Carl Armbrust, a deputy district attorney who heads the Orange County district attorney’s narcotics unit, said authorities believe that meth dealers were “operating with cocaine money out of Mexico.”

He related an incident during the operation when a drug cook walked into the storefront with a box that he said contained $41,000. Agents counted the cash, realized the box contained $47,000, and returned the extra $6,000. After handing over a supply of ephedrine, authorities followed the man to a Fresno location where he was arrested, Armbrust said.

Cooks came to the strip-mall office with “hundreds of thousands of dollars in paper bags, grocery bags, gym bags, money belts and stuffed in their pockets,” Hudson said. One came with $30,000 in counterfeit food stamps, which agents refused to take. The man returned the next day with cash, having unloaded the food stamps on an unsuspecting buyer.
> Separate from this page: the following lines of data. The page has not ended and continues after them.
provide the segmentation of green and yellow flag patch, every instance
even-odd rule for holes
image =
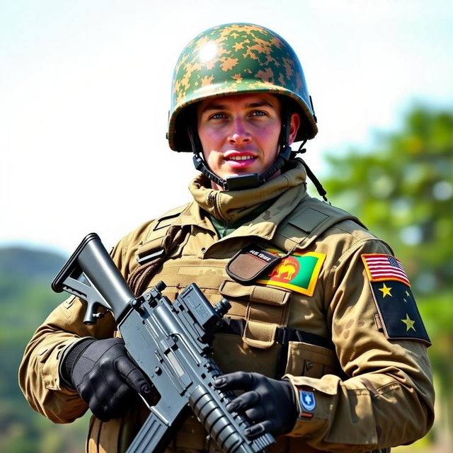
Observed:
[[[268,248],[267,251],[276,255],[285,255],[273,248]],[[260,276],[256,282],[279,286],[312,296],[325,259],[324,253],[292,253],[284,258],[268,275]]]

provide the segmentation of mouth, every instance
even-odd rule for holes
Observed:
[[[241,168],[251,165],[256,159],[256,156],[248,152],[229,152],[224,155],[224,160],[235,168]]]

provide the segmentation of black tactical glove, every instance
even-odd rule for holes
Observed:
[[[285,434],[294,425],[298,415],[296,396],[289,381],[277,381],[258,373],[236,372],[217,378],[220,390],[243,390],[226,406],[229,412],[244,413],[253,423],[244,433],[248,439],[262,434]]]
[[[104,422],[126,411],[133,391],[145,396],[151,391],[122,338],[86,338],[78,343],[66,354],[60,374]]]

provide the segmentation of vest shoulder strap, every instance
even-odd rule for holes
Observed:
[[[278,226],[272,242],[289,251],[306,248],[316,238],[343,220],[367,227],[354,215],[317,198],[307,197]]]
[[[165,238],[170,227],[176,222],[179,216],[185,211],[190,203],[176,207],[152,222],[144,233],[144,239],[137,252],[137,259],[142,264],[156,258],[159,253],[166,253]]]

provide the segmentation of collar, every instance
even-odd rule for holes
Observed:
[[[277,199],[288,190],[294,195],[297,193],[297,197],[300,200],[306,192],[306,173],[299,162],[292,162],[289,166],[285,173],[253,189],[217,190],[207,187],[210,184],[209,180],[203,175],[199,175],[192,180],[189,190],[200,208],[216,219],[231,224],[250,214],[263,202]],[[199,213],[197,217],[202,221],[205,216],[202,217]]]

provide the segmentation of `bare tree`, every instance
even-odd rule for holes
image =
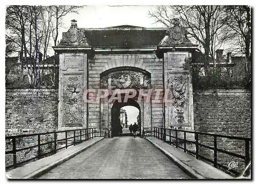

Hudson said most will be charged with conspiracy to manufacture methamphetamine, manufacturing, and possession with the intent to manufacture. Some face up to 30 counts. If convicted, they face between three to seven years in jail.

Not everyone who showed up at the undercover shop wanted to buy chemicals for speed. A man who must have dialed the wrong telephone number reached undercover agents and asked in Spanish to buy lettuce.

Believing that lettuce might be Spanish slang for pseudoephedrine, agents tried to go through with the deal. But the man bolted when he heard the asking price.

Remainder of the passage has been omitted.